The weights of three criteria maps are set to 0.1 but the weight of adjacency is tested in two cases equal to 0.5 and 1. Therefore, eight configurations of the model are constructed, and, for each configuration, five outputs that correspond to the five-year intervals are estimated. Because the maps are artificial, they may not match the real situation. For example, in the reality suburbs of the cities often have high accessibility and land price. Thus, the suburbs of the cities are exposed to development. However, this may not be the case in our artificial maps. In consequence, we assumed adjacency to the initially developed area. To implement the adjacency, number of adjacent initially developed cells is counted. Then, that number is multiplied by the weight of adjacency and is treated like a criteria map. This method directs the agents to the suburbs of initially developed area.

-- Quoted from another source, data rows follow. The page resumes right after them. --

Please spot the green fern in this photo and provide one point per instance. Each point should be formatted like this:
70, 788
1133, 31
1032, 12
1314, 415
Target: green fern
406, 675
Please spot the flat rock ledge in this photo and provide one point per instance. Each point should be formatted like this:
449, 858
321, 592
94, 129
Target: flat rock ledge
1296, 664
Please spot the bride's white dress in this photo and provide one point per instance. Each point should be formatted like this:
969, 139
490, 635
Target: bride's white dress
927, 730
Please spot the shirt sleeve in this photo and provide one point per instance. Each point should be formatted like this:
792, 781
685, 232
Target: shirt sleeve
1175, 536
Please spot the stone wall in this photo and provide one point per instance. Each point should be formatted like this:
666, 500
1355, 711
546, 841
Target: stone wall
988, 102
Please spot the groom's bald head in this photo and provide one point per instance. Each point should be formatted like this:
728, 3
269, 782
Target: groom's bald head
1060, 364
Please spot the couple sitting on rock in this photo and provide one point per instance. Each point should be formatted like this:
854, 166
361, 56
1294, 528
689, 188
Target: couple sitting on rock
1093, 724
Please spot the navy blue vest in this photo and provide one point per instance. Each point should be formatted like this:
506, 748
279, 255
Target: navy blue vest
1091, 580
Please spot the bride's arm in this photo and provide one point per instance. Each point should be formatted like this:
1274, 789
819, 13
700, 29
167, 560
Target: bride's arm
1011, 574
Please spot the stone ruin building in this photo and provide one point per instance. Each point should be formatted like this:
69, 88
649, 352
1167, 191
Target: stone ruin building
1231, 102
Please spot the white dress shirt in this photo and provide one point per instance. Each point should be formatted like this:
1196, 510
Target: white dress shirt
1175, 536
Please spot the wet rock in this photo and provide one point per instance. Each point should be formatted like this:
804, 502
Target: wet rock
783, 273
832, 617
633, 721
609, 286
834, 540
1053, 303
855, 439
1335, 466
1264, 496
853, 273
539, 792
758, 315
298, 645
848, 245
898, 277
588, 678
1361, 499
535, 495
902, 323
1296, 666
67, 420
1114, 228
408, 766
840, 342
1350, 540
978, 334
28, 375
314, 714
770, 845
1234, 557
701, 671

It should be mentioned that the artificial maps were created and prepared using AutoCAD Map 2009. NetLogo 4.1 and its GIS extension were used for agents-based modeling and ArcGIS 9.3 was used for preparing maps and statistical analysis.

4.1. Regarding and Disregarding Risk

Two major cases (scenarios) of regarding and disregarding risk are considered in this study. In the risk-regarding case, AUFs are used (1); thus the decisions of the agents are affected by their attitudes toward risk. On the other hand, in risk-disregarding case, decisions of the agents are based on weighted summation method and thus no attitude toward risk is considered.

In this situation where assessing and comparing the behavior of agents regarding and disregarding risk is desired, the parameters are set the same for both scenarios. After several executions of the model, the parameters tabulated in Table 1 were selected. The proportion of development was estimated after preliminary experimentations.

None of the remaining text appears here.